For resection margins on the lower jaw, bone must not be exposed due to the danger of osteoradionecrosis (10). If the bone cannot be covered with primary sutures of the mucosa, a skin graft or nasolabial flap is often used for coverage. This is docked after 3-4 weeks. Indications for post-operative radiation therapy include close or positive resection margins, perineural invasion, lymphovascular invasion, lymph node metastases (usually more than 1), extracapsular spread, or sometimes T4 tumor.

Larger tumors

Status after reconstruction of the left part of the tongue and floor of the mouth with a pectoral myocutaneous flap. 

Skin/muscle flaps or free grafts allow for larger resections (5).
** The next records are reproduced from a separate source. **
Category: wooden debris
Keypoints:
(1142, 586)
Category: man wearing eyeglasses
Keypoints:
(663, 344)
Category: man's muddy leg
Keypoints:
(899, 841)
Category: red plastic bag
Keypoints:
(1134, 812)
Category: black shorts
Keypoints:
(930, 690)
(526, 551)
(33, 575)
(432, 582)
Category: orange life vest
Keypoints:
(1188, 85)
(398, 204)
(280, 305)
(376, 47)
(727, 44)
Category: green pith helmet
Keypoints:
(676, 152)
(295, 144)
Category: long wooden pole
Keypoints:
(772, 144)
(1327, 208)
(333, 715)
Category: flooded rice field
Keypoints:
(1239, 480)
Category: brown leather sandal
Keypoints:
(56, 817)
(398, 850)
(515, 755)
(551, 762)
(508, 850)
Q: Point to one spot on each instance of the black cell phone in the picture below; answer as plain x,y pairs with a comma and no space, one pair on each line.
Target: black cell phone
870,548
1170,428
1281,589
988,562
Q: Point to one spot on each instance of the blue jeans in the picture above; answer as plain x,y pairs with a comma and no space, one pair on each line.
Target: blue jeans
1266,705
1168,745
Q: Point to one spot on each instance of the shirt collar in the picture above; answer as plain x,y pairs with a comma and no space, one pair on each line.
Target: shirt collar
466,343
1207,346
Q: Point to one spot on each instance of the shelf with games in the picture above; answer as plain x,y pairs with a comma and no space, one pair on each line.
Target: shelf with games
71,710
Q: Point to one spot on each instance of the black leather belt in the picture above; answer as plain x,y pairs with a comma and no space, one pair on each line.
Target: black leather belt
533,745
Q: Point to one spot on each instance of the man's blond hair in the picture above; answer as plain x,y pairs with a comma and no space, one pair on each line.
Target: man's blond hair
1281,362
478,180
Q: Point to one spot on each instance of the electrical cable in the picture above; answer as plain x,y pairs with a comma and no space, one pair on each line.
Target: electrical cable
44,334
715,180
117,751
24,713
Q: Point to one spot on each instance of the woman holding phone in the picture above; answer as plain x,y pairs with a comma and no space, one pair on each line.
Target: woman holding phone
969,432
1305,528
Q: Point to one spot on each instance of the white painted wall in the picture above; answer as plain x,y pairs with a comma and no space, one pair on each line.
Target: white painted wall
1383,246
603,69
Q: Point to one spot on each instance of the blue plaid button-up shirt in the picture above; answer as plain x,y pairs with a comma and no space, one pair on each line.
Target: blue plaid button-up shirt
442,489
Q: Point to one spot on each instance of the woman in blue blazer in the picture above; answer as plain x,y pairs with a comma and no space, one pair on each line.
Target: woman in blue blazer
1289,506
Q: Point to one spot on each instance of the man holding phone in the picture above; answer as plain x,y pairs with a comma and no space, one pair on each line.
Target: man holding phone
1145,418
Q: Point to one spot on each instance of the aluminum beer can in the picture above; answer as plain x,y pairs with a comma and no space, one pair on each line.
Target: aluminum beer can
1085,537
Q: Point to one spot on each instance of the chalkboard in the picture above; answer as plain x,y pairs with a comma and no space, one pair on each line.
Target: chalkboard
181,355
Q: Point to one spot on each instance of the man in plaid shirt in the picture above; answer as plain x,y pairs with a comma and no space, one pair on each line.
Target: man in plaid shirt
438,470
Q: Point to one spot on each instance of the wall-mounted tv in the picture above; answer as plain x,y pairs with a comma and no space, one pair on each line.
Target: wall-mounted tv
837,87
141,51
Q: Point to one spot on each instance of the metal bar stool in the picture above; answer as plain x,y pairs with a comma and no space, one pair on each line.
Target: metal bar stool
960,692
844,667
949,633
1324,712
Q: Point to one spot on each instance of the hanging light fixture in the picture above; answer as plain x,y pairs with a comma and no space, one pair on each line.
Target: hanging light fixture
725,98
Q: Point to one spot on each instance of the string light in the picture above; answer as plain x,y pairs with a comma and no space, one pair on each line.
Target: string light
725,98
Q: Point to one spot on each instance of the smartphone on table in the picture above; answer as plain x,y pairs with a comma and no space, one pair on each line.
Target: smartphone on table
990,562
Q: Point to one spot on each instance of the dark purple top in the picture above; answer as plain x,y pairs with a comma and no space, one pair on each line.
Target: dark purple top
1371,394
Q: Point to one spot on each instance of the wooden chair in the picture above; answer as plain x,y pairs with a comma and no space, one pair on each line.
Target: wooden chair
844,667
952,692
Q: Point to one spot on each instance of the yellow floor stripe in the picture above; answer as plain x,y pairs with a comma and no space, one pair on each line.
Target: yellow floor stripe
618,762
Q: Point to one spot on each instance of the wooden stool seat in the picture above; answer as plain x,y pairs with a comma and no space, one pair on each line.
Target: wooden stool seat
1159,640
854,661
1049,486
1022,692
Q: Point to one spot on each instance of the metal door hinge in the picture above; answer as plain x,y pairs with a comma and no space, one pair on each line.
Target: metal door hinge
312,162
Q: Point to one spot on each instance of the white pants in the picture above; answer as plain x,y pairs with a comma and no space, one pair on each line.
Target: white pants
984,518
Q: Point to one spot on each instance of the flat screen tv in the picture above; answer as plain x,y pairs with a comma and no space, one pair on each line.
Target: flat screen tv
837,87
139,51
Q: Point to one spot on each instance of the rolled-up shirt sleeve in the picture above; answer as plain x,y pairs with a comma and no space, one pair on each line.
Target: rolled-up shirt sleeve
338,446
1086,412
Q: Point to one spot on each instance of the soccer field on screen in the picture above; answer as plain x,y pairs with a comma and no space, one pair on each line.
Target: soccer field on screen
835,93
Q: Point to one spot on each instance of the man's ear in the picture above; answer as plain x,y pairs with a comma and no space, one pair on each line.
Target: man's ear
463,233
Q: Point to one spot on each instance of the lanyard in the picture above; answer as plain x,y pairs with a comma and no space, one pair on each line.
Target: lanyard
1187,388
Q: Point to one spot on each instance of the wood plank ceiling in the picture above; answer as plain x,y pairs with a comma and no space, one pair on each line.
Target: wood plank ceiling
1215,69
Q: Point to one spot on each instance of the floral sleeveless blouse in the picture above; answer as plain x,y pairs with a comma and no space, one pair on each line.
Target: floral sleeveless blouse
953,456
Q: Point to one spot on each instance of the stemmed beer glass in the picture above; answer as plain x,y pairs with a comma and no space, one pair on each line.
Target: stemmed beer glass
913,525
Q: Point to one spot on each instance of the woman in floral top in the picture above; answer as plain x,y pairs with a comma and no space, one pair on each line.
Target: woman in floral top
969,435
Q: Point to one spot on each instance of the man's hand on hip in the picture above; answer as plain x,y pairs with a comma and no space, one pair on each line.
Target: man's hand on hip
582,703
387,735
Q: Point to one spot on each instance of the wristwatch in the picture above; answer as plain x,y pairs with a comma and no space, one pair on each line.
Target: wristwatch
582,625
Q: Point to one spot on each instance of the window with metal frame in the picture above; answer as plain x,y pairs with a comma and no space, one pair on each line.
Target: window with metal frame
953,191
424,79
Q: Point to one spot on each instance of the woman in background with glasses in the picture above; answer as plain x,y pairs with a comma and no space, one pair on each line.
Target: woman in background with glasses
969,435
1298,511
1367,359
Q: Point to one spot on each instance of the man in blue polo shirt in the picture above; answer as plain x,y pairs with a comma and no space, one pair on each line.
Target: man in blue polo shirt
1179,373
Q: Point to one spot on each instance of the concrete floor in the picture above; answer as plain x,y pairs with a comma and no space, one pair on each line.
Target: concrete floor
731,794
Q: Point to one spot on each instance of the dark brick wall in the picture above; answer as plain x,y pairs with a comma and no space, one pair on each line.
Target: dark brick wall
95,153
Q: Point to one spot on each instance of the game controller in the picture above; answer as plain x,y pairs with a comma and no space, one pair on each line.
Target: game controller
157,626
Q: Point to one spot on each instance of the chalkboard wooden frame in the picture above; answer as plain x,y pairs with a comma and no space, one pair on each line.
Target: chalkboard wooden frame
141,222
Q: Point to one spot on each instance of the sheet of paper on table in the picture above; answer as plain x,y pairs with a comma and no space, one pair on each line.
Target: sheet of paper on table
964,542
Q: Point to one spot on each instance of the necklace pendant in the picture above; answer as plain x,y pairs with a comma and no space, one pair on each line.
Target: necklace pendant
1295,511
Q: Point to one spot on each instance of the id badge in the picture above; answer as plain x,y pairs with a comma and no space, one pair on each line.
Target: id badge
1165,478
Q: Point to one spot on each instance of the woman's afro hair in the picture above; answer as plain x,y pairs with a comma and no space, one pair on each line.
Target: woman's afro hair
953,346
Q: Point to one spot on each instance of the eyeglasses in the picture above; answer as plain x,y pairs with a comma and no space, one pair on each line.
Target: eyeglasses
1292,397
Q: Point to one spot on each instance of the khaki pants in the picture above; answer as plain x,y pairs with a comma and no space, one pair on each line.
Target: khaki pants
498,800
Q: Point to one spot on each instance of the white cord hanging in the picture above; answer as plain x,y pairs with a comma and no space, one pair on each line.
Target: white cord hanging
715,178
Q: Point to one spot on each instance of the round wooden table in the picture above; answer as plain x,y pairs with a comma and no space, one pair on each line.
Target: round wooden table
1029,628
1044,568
Excision of larger tumors often leads to a considerable defect in the mucosa and soft tissue and/or bone of the upper and lower jaw. Defects can be covered/replaced with a myocutaneous flap or skin flap. Free flaps are used increasingly to replace mucosa and bone grafts (fibula) for replacement of the lower jaw. 

Pectoral flap

Muscle covered by skin is dissected with a vessel pedicle from the thoracic wall. The skin muscle flap is then pulled up under the skin on the neck to the area requiring replacement of volume due to excision of soft tissue and skin coverage for replacement of mucosa.

Deltopectoral flap

Skin and subcutaneous tissue from the shoulder with a vessel pedicle is dissected and pulled up to the area to be covered.

Deltopectoral skin flap used to cover a defect on the skin of the neck. 

Surgery for tumors in the mouth is often combined with cervical lymphadenectomy. This is done therapeutically in cases of confirmed metastases, or prophylactic in cases where there is no suspected spreading to the cervical nodes, and to provide space for the skin/muscle flap.